Jason Thorpe
2016-Feb-27 22:52 UTC
[R] Why does match() treat NaN's as compables; Bug or Feature?
For some reason `match()` treats `NaN`'s as comparables by default:> x <- c(1,2,3,NaN,4,5) > match(x,x)[1] 1 2 3 4 5 6 which I can override when using `match()` directly:> match(x,x,incomparables=NaN)[1] 1 2 3 NA 5 6 but not necessarily when calling a function that uses `match()` internally:> stats::ecdf(x)(x)[1] 0.2 0.4 0.6 0.8 0.8 1.0 Obviously there are workarounds for any given scenario, but the bigger problem is that this behavior causes difficult to discover bugs. For example, the behavior of stats::ecdf is definitely a bug introduced by it's use of `match()` (unless you think NaN == 4 is correct). Is there a good reason that NaN's are treated as comparables by match(), or his this a bug? For reference, I'm using R version 3.2.3 -Jason [[alternative HTML version deleted]]
Bert Gunter
2016-Feb-27 23:34 UTC
[R] Why does match() treat NaN's as compables; Bug or Feature?

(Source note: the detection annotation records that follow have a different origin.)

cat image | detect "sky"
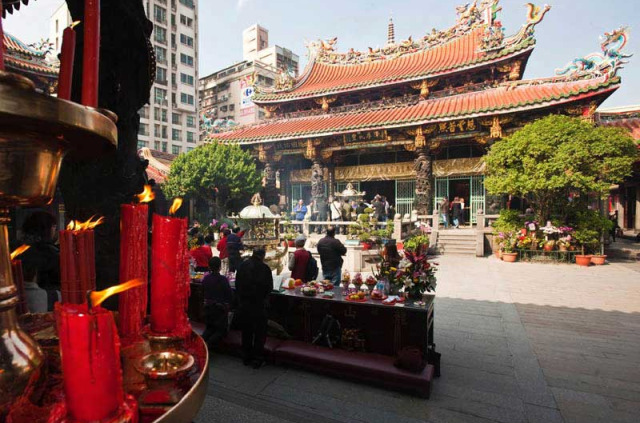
[4,0,640,107]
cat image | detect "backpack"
[304,252,318,281]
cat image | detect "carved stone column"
[414,148,433,215]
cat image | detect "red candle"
[151,214,190,336]
[82,0,100,107]
[55,303,124,423]
[118,204,149,338]
[58,22,76,100]
[0,0,4,70]
[60,218,102,304]
[11,260,29,315]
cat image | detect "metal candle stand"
[0,71,117,419]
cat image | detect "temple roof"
[253,0,549,105]
[207,77,620,144]
[4,32,58,79]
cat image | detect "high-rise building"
[50,0,199,154]
[199,25,299,132]
[138,0,199,154]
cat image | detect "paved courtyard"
[196,256,640,423]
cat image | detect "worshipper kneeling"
[202,257,233,347]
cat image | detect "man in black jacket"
[236,249,273,369]
[317,226,347,285]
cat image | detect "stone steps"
[435,229,476,255]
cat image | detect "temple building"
[4,32,58,94]
[206,0,628,222]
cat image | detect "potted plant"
[358,231,371,251]
[502,232,518,263]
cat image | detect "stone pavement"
[196,256,640,423]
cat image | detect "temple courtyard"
[196,256,640,423]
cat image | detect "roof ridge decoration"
[556,26,633,80]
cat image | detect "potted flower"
[573,228,598,266]
[502,232,518,263]
[358,231,371,251]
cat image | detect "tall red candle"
[11,260,29,315]
[58,23,76,100]
[151,214,189,336]
[55,303,124,422]
[60,218,102,304]
[118,204,149,338]
[0,0,4,70]
[82,0,100,107]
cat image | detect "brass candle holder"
[0,71,117,420]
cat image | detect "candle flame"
[11,244,31,260]
[136,185,156,203]
[89,279,144,307]
[67,215,104,231]
[169,197,182,215]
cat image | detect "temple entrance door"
[434,175,485,223]
[396,181,416,216]
[360,181,396,204]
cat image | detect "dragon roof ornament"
[556,26,633,80]
[305,0,524,65]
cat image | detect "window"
[155,46,167,63]
[180,34,193,47]
[156,66,167,85]
[153,4,167,23]
[154,87,167,104]
[180,93,194,106]
[180,15,193,28]
[180,53,193,66]
[153,25,167,44]
[180,73,193,86]
[171,129,182,141]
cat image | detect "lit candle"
[60,218,103,304]
[118,185,153,339]
[58,21,80,100]
[82,0,100,107]
[0,0,4,70]
[151,199,190,336]
[55,303,124,422]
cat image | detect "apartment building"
[198,25,299,128]
[49,0,200,154]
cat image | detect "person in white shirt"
[329,197,342,234]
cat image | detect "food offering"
[345,291,367,303]
[301,286,318,297]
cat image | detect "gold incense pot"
[0,71,117,420]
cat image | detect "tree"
[485,115,638,221]
[162,143,261,215]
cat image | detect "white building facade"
[49,0,199,154]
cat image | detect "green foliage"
[404,235,429,251]
[162,143,261,214]
[492,209,524,234]
[573,210,613,254]
[485,115,638,221]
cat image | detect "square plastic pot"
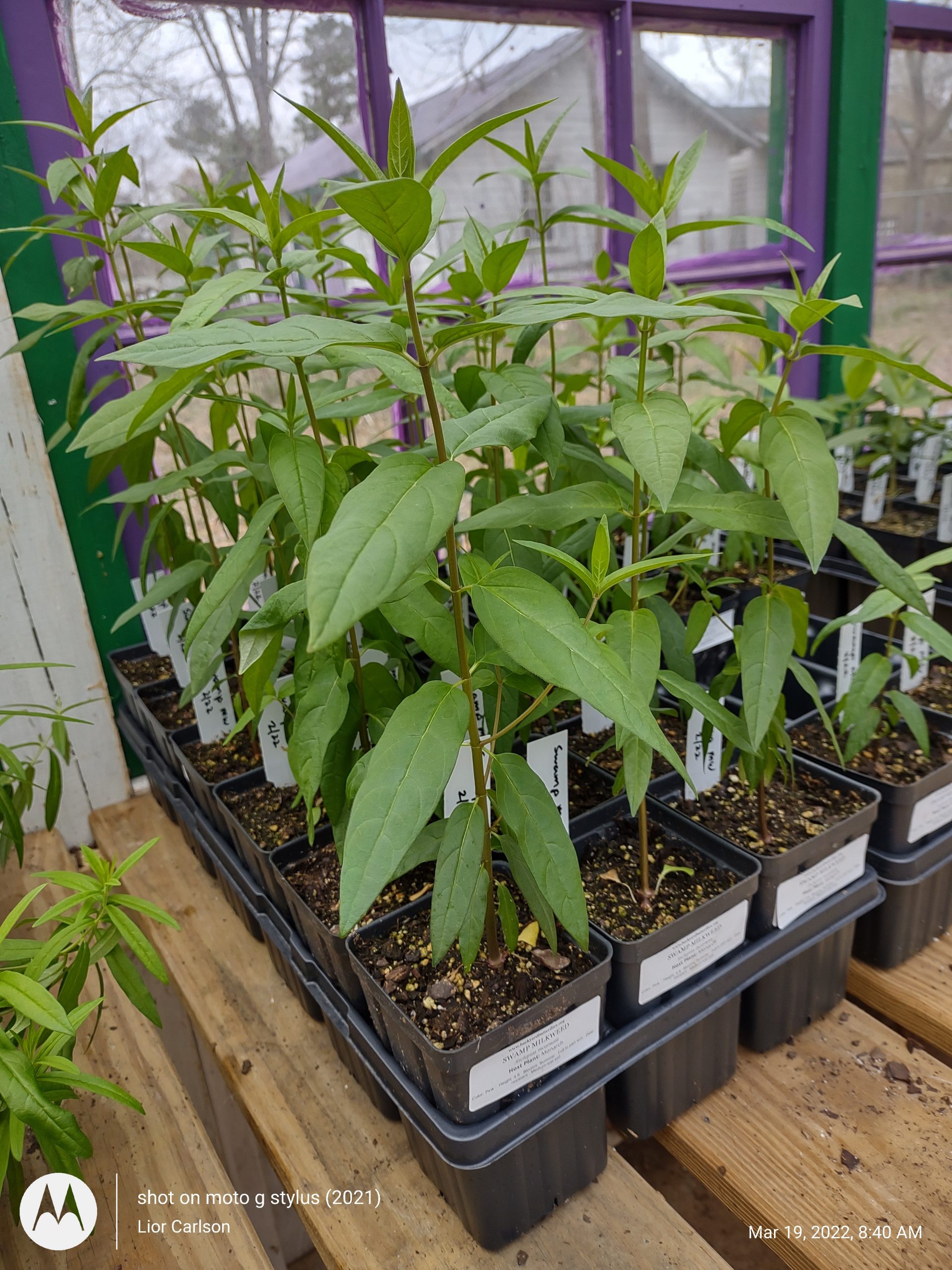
[853,828,952,970]
[649,758,880,939]
[347,895,612,1124]
[574,799,760,1027]
[793,710,952,856]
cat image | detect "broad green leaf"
[268,433,324,551]
[334,177,433,267]
[430,803,486,965]
[492,753,589,949]
[307,452,465,650]
[760,409,839,573]
[612,392,691,512]
[340,682,470,935]
[457,481,627,533]
[736,596,793,751]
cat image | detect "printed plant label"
[773,833,870,931]
[526,732,569,829]
[470,997,601,1111]
[639,899,750,1006]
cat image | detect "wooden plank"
[659,1005,952,1270]
[0,832,272,1270]
[93,798,727,1270]
[847,934,952,1055]
[0,278,129,846]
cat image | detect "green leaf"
[496,882,519,952]
[268,433,324,551]
[736,596,793,751]
[492,753,589,949]
[387,80,416,177]
[457,481,627,533]
[0,970,75,1036]
[460,867,489,974]
[612,392,690,512]
[307,452,465,650]
[760,409,839,573]
[340,682,470,935]
[833,521,927,615]
[430,803,486,965]
[334,177,433,267]
[886,690,929,758]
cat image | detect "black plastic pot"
[347,895,612,1124]
[275,826,367,1010]
[793,710,952,856]
[649,758,880,939]
[853,828,952,970]
[169,724,263,837]
[574,800,760,1027]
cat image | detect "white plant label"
[581,700,614,737]
[258,681,295,786]
[861,456,890,524]
[697,530,721,569]
[915,436,942,503]
[773,833,870,931]
[836,610,863,701]
[833,446,855,494]
[694,608,735,654]
[245,573,278,612]
[470,997,601,1111]
[131,573,172,657]
[936,472,952,542]
[526,732,569,829]
[169,599,194,689]
[439,671,486,735]
[192,674,236,746]
[684,698,723,799]
[909,785,952,842]
[898,588,936,692]
[639,899,750,1006]
[443,737,492,817]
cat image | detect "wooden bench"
[93,796,728,1270]
[0,833,270,1270]
[848,934,952,1062]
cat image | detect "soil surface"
[671,771,872,856]
[181,729,261,785]
[569,755,612,817]
[581,816,739,943]
[909,662,952,714]
[284,842,435,935]
[354,887,595,1049]
[791,719,952,785]
[116,653,175,689]
[222,781,307,851]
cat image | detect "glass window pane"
[386,18,605,279]
[632,30,792,259]
[879,47,952,245]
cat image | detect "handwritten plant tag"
[898,588,936,692]
[192,673,236,746]
[129,573,172,657]
[684,698,723,799]
[526,732,569,829]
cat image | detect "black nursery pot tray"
[853,827,952,970]
[574,799,760,1027]
[269,826,367,1010]
[793,710,952,856]
[649,758,880,939]
[347,895,612,1124]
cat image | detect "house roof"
[275,30,764,193]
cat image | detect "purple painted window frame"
[876,0,952,268]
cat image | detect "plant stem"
[404,268,504,966]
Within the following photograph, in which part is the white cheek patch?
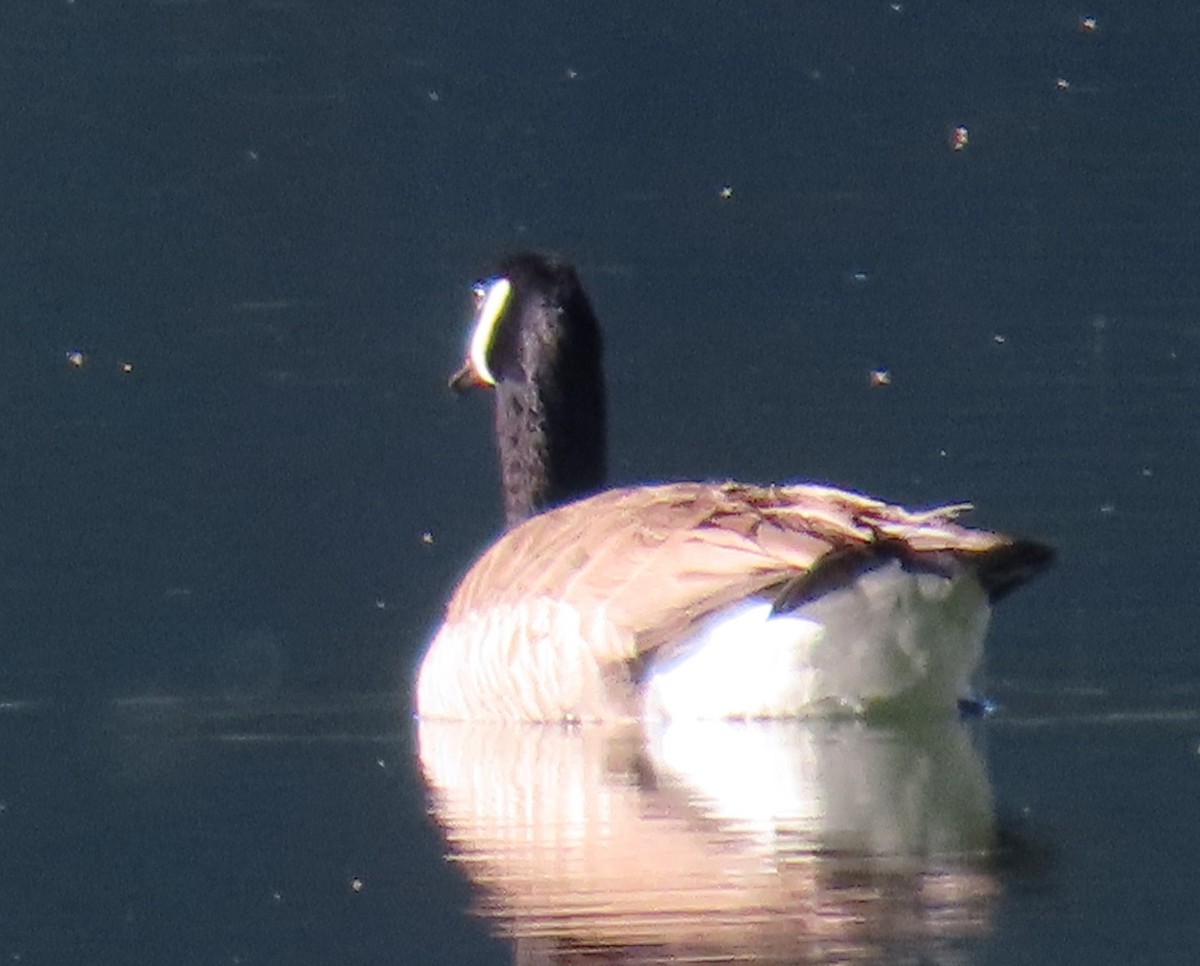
[467,277,512,385]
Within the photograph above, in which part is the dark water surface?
[0,0,1200,964]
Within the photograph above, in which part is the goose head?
[450,253,606,527]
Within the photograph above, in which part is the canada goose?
[416,253,1052,721]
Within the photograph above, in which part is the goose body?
[416,256,1051,721]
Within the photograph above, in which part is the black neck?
[496,283,607,527]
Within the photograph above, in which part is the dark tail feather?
[974,540,1054,602]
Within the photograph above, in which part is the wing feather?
[446,484,1012,660]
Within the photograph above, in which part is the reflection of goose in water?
[416,254,1051,721]
[419,721,997,964]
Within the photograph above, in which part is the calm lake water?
[0,0,1200,964]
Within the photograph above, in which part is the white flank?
[416,563,990,721]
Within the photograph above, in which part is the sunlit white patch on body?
[467,276,512,385]
[643,562,990,719]
[416,562,990,721]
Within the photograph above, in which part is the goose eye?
[467,276,512,385]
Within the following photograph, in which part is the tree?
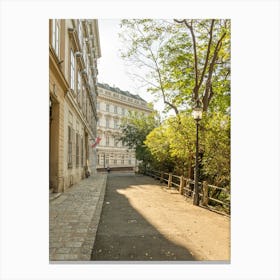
[121,19,230,116]
[118,112,160,171]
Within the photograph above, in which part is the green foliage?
[145,113,230,187]
[119,112,159,166]
[120,19,231,192]
[120,19,230,114]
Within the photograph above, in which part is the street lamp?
[192,102,202,205]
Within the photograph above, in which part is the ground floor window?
[81,137,84,166]
[76,133,80,167]
[68,126,73,168]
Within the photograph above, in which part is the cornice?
[49,45,69,92]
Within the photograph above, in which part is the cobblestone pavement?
[92,173,230,261]
[49,174,107,261]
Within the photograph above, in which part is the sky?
[98,19,164,115]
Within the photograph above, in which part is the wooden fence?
[145,170,230,214]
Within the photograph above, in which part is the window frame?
[70,48,76,91]
[52,19,60,58]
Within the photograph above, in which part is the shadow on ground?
[91,173,195,261]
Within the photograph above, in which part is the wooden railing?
[145,170,230,214]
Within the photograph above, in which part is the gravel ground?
[91,173,230,261]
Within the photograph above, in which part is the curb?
[78,174,107,261]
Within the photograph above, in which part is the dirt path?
[92,174,230,261]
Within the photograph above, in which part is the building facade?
[49,19,101,192]
[96,83,153,171]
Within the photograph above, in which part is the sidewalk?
[49,174,107,261]
[91,173,230,263]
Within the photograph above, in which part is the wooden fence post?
[202,181,208,206]
[167,173,172,189]
[179,175,186,194]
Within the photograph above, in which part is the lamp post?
[192,102,202,205]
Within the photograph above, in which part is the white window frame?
[70,49,76,90]
[52,19,60,58]
[78,19,84,48]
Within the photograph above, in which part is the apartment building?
[49,19,101,192]
[96,83,153,171]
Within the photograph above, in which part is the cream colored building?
[49,19,101,192]
[96,83,152,171]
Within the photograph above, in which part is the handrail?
[145,170,230,214]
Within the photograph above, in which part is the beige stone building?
[96,83,152,171]
[49,19,101,192]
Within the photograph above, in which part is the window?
[70,49,75,90]
[78,19,83,46]
[76,133,80,167]
[77,72,82,105]
[114,120,118,128]
[81,137,84,166]
[114,137,118,147]
[68,125,73,168]
[52,19,60,57]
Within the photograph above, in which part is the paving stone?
[49,174,107,261]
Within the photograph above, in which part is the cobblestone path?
[49,174,107,261]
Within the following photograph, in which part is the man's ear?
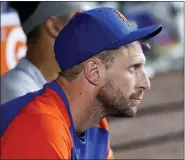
[45,16,62,38]
[83,59,105,85]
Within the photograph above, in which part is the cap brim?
[106,24,162,49]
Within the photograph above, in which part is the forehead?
[117,41,146,65]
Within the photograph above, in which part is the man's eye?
[130,64,140,71]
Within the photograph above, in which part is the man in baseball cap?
[1,2,96,104]
[0,8,162,159]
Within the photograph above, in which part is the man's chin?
[111,106,137,118]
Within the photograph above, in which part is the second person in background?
[1,2,97,104]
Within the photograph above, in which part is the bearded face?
[96,42,150,117]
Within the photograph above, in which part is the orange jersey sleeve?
[98,118,114,159]
[1,88,73,159]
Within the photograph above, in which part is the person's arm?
[2,113,72,159]
[107,143,115,160]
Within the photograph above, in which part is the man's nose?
[138,72,151,91]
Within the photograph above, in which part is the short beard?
[96,79,137,118]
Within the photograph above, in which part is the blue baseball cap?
[54,7,162,71]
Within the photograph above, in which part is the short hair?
[9,1,69,44]
[59,39,150,81]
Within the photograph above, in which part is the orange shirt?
[1,81,112,159]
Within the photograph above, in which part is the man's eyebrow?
[132,57,146,65]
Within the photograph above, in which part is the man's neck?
[57,77,104,133]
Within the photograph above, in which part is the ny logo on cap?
[114,10,131,26]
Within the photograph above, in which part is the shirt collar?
[15,58,47,88]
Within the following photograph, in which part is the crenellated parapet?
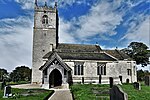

If I understand you correctly, the "bug" is that you do not understand match(). See inline comment below and note carefully the "Value" section of ?match. Cheers, Bert Bert Gunter "The trouble with having an open mind is that people keep coming along and sticking things into it." -- Opus (aka Berkeley Breathed in his "Bloom County" comic strip ) On Sat, Feb 27, 2016 at 2:52 PM, Jason Thorpe <jdthorpe at gmail.com> wrote:> For some reason `match()` treats `NaN`'s as comparables by default: > >> x <- c(1,2,3,NaN,4,5) >> match(x,x) > [1] 1 2 3 4 5 6 > > which I can override when using `match()` directly: > >> match(x,x,incomparables=NaN) > [1] 1 2 3 NA 5 6 > > but not necessarily when calling a function that uses `match()` internally: > >> stats::ecdf(x)(x) > [1] 0.2 0.4 0.6 0.8 0.8 1.0 > > Obviously there are workarounds for any given scenario, but the bigger > problem is that this behavior causes difficult to discover bugs. For > example, the behavior of stats::ecdf is definitely a bug introduced by it's > use of `match()` (unless you think NaN == 4 is correct).No, you misunderstand. match() returns the POSITION of the match, and clearly NaN in the 4th position of table =x matches NaN in x. e.g.> match(c(x,NaN),x)[1] 1 2 3 4 5 6 4> > Is there a good reason that NaN's are treated as comparables by match(), or > his this a bug? > > For reference, I'm using R version 3.2.3 > > -Jason > > [[alternative HTML version deleted]] > > ______________________________________________ > R-help at r-project.org mailing list -- To UNSUBSCRIBE and more, see > https://stat.ethz.ch/mailman/listinfo/r-help > PLEASE do read the posting guide http://www.R-project.org/posting-guide.html > and provide commented, minimal, self-contained, reproducible code.
Jeff Newmiller
2016-Feb-28 00:06 UTC
[R] Why does match() treat NaN's as compables; Bug or Feature?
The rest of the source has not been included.